Like many I saw the political advert last Tuesday showing a photograph of the German Chancellor alongside a piece of provocative copy about world wars and being “pushed about by a Kraut”, and went to bed with a knot in my stomach. It hadn’t struck me as particularly different from the offerings from many other political organisations of this or that persuasion, but it did remind me of my younger years during the 1970’s when an equally upsetting chant about world wars and football matches was frequently heard in pubs or seen on t-shirts. As if on cue it appeared as part of the same campaign, and I spent a restless night which offered little sleep and a gnawing sense of futility.
Over the last three and a half years I have kept an eye on events from a distance, but my interest in the actual debate has gradually been replaced by a morbid fascination with the way in which it is being carried out. Today it is Brexit, Climate Change and the rise of Veganism that command so much of our national airtime, and the positions being held by many are so polarised as to utterly stifle any persuasion, learning or change. Boris Johnson is considered either the country’s saviour or a “filthy piece of toerag“, your belief about environmental issues determines whether Greta Thunberg is a heroine or a heretic and anyone choosing to remove meat and dairy products from their diet is either saving the planet or destroying the livelihoods and industries that keep it alive. The degree to which so many choose to define themselves by their beliefs has left anyone looking for a respectful, nuanced and reasoned debate with them marooned in isolation or numb with apathy.
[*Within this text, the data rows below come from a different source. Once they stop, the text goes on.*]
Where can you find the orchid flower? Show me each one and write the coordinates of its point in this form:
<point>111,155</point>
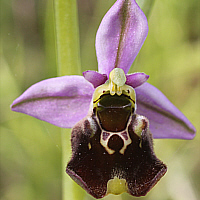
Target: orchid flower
<point>114,115</point>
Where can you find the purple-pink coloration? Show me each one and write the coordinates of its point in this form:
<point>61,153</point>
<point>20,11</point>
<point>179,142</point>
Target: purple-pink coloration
<point>63,101</point>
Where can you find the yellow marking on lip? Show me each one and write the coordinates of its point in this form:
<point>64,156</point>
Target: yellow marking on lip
<point>116,186</point>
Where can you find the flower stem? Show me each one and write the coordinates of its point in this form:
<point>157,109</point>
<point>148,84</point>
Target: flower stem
<point>68,63</point>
Professor Hans Rosling articulated this brilliantly in his book Factfulness: “human beings have a strong dramatic instinct toward binary thinking, a basic instinct to divide things into two distinct groups, with nothing but an empty gap in between. We love to dichotomise. Good versus bad. Heroes versus villains. My country versus the rest. Dividing the world into two distinct sides is simple and intuitive, and also dramatic because it implies conflict, and we do it without thinking, all the time. Journalists know this. They set up their narratives as conflicts between two opposing people, views or groups.” He calls this ‘the gap instinct’ and none of this is new, but perhaps those feeling a little suffocated by it could use some help.
That same evening on the news I watched a short interview with Professor Timothy Snyder, a historian of fascism at Yale University, which I found both interesting and difficult to process. The next morning I went back to it with my coffee and found the longer version posted below. In particular I was attracted to a section towards the end which hadn’t been included in the broadcast, and which I have paraphrased below. In it he attempts to give optimism to those who feel dissatisfied with and powerless to change the status quo.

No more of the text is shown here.